BASKIN ORAN

Baskın Oran

İÇLİ DIŞLI

Bu ortamda en sağlamı futbol takılmak

Sadece haberleri özetliyorum, yorumu yazının sonunda yaparım.

TSK internet sitesinden 20 Ocak’ta bildirildi:  “Teröristleri etkisiz hale getirmek ve dost ve kardeş bölge halkını bunların baskı ve zulmünden kurtarmak üzere Afrin’de Zeytin Dalı harekatı başlatılmıştır”.
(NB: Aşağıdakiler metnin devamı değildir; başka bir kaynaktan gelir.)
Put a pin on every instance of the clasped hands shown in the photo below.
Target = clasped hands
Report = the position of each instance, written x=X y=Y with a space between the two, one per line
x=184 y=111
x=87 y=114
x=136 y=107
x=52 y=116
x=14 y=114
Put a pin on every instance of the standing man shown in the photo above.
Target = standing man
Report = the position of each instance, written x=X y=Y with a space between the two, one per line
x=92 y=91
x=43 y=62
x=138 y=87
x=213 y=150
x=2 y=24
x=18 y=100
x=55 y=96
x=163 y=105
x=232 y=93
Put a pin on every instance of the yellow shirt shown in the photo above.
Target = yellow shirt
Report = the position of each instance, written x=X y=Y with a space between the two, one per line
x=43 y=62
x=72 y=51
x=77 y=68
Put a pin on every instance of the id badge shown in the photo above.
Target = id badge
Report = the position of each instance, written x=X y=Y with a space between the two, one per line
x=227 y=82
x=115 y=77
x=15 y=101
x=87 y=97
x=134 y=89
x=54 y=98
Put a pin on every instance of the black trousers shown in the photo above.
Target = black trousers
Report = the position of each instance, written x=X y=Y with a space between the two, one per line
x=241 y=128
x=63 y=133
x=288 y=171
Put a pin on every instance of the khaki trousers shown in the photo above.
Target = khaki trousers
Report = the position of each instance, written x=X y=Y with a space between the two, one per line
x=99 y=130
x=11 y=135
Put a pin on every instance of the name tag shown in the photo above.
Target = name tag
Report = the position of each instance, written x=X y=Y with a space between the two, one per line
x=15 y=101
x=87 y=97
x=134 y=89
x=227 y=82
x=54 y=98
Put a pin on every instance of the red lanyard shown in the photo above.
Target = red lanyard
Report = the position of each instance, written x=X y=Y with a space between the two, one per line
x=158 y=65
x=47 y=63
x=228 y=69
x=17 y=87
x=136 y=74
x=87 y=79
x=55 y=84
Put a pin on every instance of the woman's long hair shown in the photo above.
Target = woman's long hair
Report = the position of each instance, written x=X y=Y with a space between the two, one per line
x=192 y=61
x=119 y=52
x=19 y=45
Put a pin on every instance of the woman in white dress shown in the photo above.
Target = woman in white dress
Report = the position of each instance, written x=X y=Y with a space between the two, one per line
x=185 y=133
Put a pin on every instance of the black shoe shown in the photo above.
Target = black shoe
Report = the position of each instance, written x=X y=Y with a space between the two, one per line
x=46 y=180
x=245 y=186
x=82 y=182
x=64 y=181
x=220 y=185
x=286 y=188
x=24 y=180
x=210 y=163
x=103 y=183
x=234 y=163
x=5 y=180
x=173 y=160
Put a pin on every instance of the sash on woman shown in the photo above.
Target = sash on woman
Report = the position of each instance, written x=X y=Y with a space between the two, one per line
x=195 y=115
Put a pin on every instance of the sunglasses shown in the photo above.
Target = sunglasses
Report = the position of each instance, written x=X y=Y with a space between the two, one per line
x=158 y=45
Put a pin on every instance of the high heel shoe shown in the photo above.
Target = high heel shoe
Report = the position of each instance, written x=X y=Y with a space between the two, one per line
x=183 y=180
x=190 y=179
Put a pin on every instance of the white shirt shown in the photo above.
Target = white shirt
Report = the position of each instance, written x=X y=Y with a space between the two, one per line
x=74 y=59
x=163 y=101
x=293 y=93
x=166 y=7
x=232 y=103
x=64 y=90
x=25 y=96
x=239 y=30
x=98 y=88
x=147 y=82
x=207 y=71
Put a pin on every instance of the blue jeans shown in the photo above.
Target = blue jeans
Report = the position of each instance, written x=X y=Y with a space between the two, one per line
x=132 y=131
İçişleri Bakanı S. Soylu buna paralel konuştu: “Bu operasyon aynı zamanda demokrasi için yapılıyor.

Ana muhalefet partisi CHP’nin Genel Başkanı K. Kılıçdaroğlu konuştu: “Kahraman ordumuza güvenimiz tam, operasyona da desteğimiz tam”. Parti tamamladı:  “Ülkemizin milli güvenliği ve çıkarları her şeyin üstündedir” .

Dışişleri Bakanı Çavuşoğlu kendisine katıldı: “Afrin operasyonuna karşı çıkan herkes teröristlere destek vermektedir dedi.

***

Cumhurbaşkanı ve AKP Genel Başkanı Erdoğan daha sert bir tutumdaydı: "Nerede sokağa çıkarsanız biliniz ki güvenlik güçlerimiz sizin boynunuzdadır". Bu uyarının ardından ekledi: “Yok kan dökülmesin falan filan... Burada şehadet de olur, burada gazi de olur, kan da olur". 

Sonra, çok önemli ve anlamlı bişey daha söyledi: “Afrin'den geri adım atmak yok; hedefimiz Kızılelma”.

***

Bilal Erdoğan, operasyonu İHA’ların kumanda merkezinden izledi. Fotoğraf, damadı ve İHA’ları TSK'ye satan şirketin patronu Selçuk Bayraktar tarafından paylaşıldı.

***

Olay, Kıbrıs’a da yansıdı.

“Kıbrıs'a Barış Harekatı, Suriye'ye Zeytin Dalı Harekatı… Türkiye'den Bir İşgal Harekatı Daha” manşeti atan Afrika gazetesi bir grup tarafından taşlandı ve tabelası söküldü. KKTC Cumhurbaşkanı Mustafa Akıncı, görüş ve fikirleri ne olursa olsun bir gazetenin hedef gösterilmesini tasvip edemeyeceğini bildirdi

Bu olay patlak verince, Türkiye Cumhurbaşkanı Tayyip Erdoğan’ın Bursa’da bir gün önce şunları söylemiş olduğu haber yapıldı: “Kuzey Kıbrıs'ta bir gazete ahlaksızca bir başlık atmış. Türk ordusunun Kıbrıs'tan sonra yeni bir işgal yaptığını söylüyor. Bu ne ahlaksızlıktır bu ne edepsizliktir. Kuzey Kıbrıslı kardeşlerim[in] onlara cevap vermeleri lazım”.  

***

Gözaltılar başladı. İlk planda, Mülkiye mezunlarımızdan Nurcan Baysal, savaşa karşı tvit attığı için alındı. Savaşa karşı çıkıp barış isteyen 70’ten fazla kişiye soruşturmalar ve gözaltılar geldi.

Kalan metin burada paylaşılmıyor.